Workers occupy building to protest layoffs

CHICAGO The Republic Windows and Doors company shut down Friday leaving the employees out in the cold.

They were inside the building demanding they be paid the wages they say they are entitled to.

Negotiations were underway between the workers who have been notified that they'd be laid off, the company and the company's bank, Bank of America. This is all being done with the help of Congressman Luis Gutierrez. The location of the negotiation is undisclosed, but it is somewhere downtown. In the meantime, the workers plan to stay put in protest.

"We'll be here for as long as it takes. We're not leaving. We're going to be here as long as it takes," said Eric Ramos, laid off worker.

And with that passion and determination, about 200 laid off workers of Republic Windows and Doors have decided to take a stand at 1333 N. Hickory in Chicago. They planned to stay inside the company's building until a settlement is reached between them and the company's bank.

Local 1110 represents the workers and union representatives say under state and federal laws, Bank of America is responsible for paying vacation pay and perhaps 60 days of pay because the workers were given a last-minute notice for losing their paychecks and their benefits.

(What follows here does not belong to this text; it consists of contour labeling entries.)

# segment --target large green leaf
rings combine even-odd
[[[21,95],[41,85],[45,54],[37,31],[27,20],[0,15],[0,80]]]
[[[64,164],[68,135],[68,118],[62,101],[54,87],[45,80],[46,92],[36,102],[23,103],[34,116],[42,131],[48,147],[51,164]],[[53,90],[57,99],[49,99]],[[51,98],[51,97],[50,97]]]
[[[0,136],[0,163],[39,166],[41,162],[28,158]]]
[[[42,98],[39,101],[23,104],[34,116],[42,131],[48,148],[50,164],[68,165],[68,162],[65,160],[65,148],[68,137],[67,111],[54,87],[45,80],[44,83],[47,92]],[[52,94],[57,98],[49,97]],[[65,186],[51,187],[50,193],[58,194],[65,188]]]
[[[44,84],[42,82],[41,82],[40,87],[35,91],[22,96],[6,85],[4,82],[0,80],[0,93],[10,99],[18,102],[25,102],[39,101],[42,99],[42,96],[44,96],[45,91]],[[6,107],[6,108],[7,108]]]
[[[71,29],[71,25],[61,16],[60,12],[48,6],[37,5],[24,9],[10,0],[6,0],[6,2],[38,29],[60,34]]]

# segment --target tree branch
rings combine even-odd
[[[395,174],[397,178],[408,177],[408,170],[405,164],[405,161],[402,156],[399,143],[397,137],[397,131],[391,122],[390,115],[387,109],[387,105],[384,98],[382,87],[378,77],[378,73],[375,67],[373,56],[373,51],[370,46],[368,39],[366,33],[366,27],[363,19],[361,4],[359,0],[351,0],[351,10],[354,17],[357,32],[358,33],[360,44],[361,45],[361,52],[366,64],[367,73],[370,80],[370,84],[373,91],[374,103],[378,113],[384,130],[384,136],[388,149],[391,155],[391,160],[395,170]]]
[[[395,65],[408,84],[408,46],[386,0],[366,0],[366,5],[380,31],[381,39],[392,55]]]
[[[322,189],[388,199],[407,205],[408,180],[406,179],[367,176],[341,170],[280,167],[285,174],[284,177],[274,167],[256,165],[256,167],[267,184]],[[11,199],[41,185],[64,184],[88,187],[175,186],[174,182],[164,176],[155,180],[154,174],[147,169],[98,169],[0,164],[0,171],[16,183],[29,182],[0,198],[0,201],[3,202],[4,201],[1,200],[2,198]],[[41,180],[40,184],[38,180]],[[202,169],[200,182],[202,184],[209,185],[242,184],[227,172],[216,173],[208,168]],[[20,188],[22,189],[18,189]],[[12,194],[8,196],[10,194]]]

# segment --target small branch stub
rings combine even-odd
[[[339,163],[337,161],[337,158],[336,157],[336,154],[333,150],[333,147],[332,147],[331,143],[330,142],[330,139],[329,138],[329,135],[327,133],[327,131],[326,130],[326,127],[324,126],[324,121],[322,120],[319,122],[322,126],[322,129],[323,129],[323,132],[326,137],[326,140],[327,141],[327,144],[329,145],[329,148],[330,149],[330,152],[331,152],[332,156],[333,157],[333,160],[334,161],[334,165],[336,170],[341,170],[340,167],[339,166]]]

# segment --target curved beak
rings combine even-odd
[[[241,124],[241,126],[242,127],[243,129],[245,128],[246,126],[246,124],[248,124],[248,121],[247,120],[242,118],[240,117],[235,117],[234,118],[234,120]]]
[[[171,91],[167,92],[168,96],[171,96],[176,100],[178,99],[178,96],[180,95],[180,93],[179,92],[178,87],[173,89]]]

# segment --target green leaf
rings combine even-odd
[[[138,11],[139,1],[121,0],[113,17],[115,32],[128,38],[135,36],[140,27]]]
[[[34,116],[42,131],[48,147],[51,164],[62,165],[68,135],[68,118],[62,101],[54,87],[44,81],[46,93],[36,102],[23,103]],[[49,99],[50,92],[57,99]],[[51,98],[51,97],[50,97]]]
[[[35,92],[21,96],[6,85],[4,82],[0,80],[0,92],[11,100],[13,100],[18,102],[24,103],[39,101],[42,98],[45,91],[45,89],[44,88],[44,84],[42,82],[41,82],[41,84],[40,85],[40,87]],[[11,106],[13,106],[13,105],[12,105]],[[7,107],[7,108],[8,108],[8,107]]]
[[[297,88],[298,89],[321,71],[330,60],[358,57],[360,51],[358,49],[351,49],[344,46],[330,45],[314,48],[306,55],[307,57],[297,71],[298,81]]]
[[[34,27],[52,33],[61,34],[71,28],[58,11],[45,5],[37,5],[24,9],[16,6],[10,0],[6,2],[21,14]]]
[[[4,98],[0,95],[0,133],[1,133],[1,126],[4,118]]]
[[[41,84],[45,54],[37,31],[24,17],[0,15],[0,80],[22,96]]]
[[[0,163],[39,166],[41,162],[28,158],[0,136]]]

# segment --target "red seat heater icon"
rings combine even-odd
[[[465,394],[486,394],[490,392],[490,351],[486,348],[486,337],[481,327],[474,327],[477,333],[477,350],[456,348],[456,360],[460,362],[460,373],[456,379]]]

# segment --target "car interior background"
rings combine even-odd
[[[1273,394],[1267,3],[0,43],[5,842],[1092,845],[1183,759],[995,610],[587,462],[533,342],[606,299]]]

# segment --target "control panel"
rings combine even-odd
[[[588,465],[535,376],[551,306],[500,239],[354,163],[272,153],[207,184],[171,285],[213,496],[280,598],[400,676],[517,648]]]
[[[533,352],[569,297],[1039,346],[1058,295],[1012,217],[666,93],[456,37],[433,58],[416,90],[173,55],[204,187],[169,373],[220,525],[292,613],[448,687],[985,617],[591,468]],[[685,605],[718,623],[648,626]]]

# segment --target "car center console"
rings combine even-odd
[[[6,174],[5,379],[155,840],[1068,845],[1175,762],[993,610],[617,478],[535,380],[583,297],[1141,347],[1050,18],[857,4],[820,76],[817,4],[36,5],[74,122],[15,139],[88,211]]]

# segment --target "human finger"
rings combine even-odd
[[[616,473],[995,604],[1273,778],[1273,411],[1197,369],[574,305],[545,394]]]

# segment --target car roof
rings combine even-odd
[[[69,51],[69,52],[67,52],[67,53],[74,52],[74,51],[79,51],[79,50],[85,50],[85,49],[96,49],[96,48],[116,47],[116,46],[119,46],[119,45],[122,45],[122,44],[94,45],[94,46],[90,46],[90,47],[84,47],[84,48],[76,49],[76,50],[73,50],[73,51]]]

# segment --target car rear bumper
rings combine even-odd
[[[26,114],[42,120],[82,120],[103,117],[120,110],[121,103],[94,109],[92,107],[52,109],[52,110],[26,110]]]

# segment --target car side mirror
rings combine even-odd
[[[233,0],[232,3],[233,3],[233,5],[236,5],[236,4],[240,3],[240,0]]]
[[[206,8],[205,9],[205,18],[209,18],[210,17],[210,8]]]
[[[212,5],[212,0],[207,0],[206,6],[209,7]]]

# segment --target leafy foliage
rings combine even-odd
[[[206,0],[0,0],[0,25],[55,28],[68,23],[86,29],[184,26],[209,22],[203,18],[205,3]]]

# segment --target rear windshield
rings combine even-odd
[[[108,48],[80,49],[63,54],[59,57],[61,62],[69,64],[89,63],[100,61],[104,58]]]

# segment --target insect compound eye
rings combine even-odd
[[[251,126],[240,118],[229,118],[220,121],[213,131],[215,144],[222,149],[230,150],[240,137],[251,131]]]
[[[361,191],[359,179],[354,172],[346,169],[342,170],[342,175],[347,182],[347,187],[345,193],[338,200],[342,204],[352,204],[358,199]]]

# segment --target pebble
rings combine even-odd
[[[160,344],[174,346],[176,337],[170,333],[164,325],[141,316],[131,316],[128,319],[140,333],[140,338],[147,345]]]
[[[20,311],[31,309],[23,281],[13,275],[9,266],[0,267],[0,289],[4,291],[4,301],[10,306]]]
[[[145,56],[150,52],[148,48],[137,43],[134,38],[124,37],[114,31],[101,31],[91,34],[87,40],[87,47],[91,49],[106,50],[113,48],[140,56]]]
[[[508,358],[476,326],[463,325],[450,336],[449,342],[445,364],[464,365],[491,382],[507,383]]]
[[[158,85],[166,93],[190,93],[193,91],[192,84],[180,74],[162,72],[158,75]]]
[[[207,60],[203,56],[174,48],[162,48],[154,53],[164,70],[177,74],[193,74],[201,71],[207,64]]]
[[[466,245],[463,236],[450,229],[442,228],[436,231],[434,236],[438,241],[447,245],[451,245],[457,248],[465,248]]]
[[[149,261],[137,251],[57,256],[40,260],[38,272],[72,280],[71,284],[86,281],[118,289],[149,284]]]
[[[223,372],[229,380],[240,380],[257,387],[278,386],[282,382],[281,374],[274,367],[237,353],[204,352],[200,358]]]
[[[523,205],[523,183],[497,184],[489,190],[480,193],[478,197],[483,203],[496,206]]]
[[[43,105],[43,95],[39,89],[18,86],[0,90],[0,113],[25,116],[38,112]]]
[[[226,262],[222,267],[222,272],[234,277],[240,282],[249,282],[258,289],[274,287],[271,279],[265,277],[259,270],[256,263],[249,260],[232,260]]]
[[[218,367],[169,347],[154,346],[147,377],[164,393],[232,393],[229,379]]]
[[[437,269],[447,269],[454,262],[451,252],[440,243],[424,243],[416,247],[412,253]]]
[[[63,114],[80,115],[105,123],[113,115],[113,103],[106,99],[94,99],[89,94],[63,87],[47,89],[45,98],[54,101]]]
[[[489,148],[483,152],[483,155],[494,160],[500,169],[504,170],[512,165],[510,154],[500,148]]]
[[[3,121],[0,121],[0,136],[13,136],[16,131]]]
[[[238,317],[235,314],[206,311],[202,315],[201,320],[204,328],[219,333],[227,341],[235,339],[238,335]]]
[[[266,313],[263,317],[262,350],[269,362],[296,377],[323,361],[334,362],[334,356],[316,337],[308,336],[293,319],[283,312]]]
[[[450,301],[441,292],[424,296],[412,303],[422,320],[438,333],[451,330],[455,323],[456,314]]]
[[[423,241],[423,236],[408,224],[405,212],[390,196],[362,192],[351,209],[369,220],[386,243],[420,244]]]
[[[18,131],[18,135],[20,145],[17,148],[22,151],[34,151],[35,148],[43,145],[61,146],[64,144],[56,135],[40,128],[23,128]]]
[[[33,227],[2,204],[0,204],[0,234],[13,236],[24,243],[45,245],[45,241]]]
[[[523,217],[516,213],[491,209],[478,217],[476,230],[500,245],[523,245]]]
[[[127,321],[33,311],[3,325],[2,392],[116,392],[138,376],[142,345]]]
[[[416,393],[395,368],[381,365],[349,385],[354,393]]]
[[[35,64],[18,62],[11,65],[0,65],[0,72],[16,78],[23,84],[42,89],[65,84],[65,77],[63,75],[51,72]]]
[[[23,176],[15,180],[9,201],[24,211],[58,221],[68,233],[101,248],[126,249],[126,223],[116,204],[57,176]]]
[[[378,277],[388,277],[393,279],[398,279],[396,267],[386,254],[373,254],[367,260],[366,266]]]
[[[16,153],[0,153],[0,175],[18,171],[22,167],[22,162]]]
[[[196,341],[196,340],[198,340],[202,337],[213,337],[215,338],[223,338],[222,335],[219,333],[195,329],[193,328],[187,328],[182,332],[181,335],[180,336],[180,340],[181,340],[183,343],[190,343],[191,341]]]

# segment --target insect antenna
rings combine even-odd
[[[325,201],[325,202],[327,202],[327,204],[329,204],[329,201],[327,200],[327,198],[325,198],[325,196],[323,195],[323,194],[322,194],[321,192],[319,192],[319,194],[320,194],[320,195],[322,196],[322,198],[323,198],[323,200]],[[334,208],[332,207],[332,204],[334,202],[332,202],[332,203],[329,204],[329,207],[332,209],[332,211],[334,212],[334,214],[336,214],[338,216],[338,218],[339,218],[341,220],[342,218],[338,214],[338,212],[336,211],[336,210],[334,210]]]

"It's really, really hard for everybody and not just because we're losing our jobs. It's because we're losing our insurance, too. They told us that we're going to be covered until December 15. And now they come and told us that last night, the insurance were down. So nobody has insurance right now," said Raul Flores, laid off workers.

And losing their jobs comes just weeks before the holiday.

"I have three kids to support, and I have three kids to give presents. If in this moment I feel like I'm not even going to have money to have for Christmas night," said Armando Robles, laid off worker.

Representatives for the company as well as Bank of America had yet to comment.

"The problem is Bank of America pulled their financing, so they had to close," said Mark Meinster, United Electrical Workers spokesman. "So, Bank of America is standing in the way."

The workers say they understand that companies are closing during these tough economic times. They say laws, especially when losing your job, should be followed.

"We feel mistreated. We don't make business decisions. We just make windows but because of bad decisions we suffer, our families suffer," said Melvin Maclin.

Gutierrez set up a meeting earlier Friday, but the company did not show up.

"It is patently wrong, and in my estimation, illegal to simply walk away from these workers," said Gutierrez, (D) 4th District. "They should have a sense of decency and respect for people who have worked here for 34 years, who have given their life to this company. They shouldn't walk away from them."

The congressman said he wants the company disclose its financial records. In the meantime, the former employees are considering their futures.

"I got family. I got another one coming. I have to pay for my house, like you, it's really bad," said laid off worker Apolinar Cabrera.